組み込み開発を、実機で体系的に学びませんか?

クミタテでは、ESP32・電子回路・IoT開発を学べる オンライン教材を公開しています。無料会員向け教材も利用できます。

無料会員登録して教材を見る Googleアカウントなら簡単に登録できます

【電気回路の問題】複雑な分岐回路の合成抵抗は何Ω?直列・並列を使った解き方

突然ですが、電気回路の問題です。

複数の抵抗と分岐で構成された次の回路について、A–B間の合成抵抗は何Ωになるでしょうか?

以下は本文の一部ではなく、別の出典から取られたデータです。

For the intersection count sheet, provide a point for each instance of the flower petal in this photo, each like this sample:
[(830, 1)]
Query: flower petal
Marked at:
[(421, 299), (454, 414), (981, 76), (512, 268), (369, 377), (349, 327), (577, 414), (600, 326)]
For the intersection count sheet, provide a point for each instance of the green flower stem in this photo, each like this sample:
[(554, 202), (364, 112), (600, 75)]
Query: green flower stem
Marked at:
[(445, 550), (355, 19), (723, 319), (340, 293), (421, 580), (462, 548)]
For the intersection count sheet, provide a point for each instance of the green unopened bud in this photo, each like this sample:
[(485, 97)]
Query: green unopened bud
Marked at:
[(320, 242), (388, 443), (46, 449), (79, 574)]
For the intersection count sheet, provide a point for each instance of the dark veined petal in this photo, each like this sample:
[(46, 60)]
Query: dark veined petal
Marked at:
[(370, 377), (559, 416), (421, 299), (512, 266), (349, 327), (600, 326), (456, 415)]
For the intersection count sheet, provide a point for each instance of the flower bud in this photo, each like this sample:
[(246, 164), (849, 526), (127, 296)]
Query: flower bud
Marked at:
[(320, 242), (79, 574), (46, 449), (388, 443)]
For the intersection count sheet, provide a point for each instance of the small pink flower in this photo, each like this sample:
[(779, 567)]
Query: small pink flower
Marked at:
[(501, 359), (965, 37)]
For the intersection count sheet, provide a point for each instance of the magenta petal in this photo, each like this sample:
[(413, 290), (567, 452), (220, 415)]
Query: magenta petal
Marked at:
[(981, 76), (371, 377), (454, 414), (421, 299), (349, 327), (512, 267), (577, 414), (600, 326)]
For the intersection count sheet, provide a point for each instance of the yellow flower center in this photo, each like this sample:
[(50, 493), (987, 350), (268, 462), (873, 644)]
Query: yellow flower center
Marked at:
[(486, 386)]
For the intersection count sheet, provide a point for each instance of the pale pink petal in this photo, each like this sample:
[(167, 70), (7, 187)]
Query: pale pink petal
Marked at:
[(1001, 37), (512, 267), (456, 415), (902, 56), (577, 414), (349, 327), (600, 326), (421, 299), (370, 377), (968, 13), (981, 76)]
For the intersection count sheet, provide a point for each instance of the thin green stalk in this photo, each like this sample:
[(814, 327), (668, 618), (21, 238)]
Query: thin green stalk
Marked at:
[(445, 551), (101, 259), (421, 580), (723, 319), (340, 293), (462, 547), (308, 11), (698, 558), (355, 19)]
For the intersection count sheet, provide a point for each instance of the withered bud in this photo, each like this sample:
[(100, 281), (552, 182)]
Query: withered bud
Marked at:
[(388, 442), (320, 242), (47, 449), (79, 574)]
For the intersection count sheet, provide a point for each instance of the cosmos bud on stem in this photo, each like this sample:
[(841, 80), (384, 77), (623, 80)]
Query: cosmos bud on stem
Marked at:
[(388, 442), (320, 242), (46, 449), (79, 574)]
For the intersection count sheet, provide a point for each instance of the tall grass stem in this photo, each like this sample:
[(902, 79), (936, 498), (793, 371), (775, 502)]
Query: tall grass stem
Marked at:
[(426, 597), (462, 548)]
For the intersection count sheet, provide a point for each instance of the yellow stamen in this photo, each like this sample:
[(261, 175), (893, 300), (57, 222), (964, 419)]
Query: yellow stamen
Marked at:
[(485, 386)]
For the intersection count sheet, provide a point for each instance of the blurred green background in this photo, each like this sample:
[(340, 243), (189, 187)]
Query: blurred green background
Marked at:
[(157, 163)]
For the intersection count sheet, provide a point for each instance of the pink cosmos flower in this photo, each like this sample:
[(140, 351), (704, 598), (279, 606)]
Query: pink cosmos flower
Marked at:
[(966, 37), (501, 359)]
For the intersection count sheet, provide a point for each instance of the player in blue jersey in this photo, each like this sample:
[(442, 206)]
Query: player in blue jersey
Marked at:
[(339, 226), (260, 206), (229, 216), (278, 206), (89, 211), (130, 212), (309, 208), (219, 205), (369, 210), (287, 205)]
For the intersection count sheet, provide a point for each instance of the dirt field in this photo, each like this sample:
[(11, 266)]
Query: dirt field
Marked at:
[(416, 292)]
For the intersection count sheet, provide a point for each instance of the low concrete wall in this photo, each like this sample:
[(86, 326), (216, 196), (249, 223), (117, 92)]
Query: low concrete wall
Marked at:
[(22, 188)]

抵抗の数が多く、分岐も何段かあるため、一見すると難しそうに見えます。

しかし、直列接続と並列接続になっている部分を順番にまとめれば、簡単な回路へ変換できます。

先に答えをお伝えすると、A–B間の合成抵抗は、

10Ω

です。

なぜ10Ωになるのか、順番に解説します。

「小さい抵抗だけに電流が流れる」は間違い

最初に、よくある考え方を紹介します。

今回の回路には、4Ωと8Ω、6Ωと10Ωなど、抵抗値の異なる経路が存在します。

そこで、

電流は抵抗値の小さい方へ流れる

と考え、小さい抵抗だけを通る経路を選ぶとします。

この考え方では、次のような経路をたどることになります。

  • 最初に6Ωを通る
  • 4Ωと8Ωの分岐では4Ωを選ぶ
  • 次の分岐では6Ωを選ぶ
  • 最後の4Ωと8Ωの分岐では4Ωを選ぶ

すると、6+4+6+4=20

となり、合成抵抗は20Ωだと考えてしまいます。

しかし、これは正しくありません。

並列回路では両方の経路に電流が流れる

抵抗値が異なる2つの経路が並列になっている場合、電流は小さい抵抗だけを流れるわけではありません。

両方の経路に電流が流れます。

ただし、抵抗値の小さい経路には多くの電流が流れ、抵抗値の大きい経路には少ない電流が流れます。

したがって、特定の経路だけを選び、その抵抗値を足し合わせても、回路全体の合成抵抗を求めることはできません。

複雑な回路は端から整理する

今回のように抵抗と分岐が多い回路では、全体を一度に理解しようとすると混乱しやすくなります。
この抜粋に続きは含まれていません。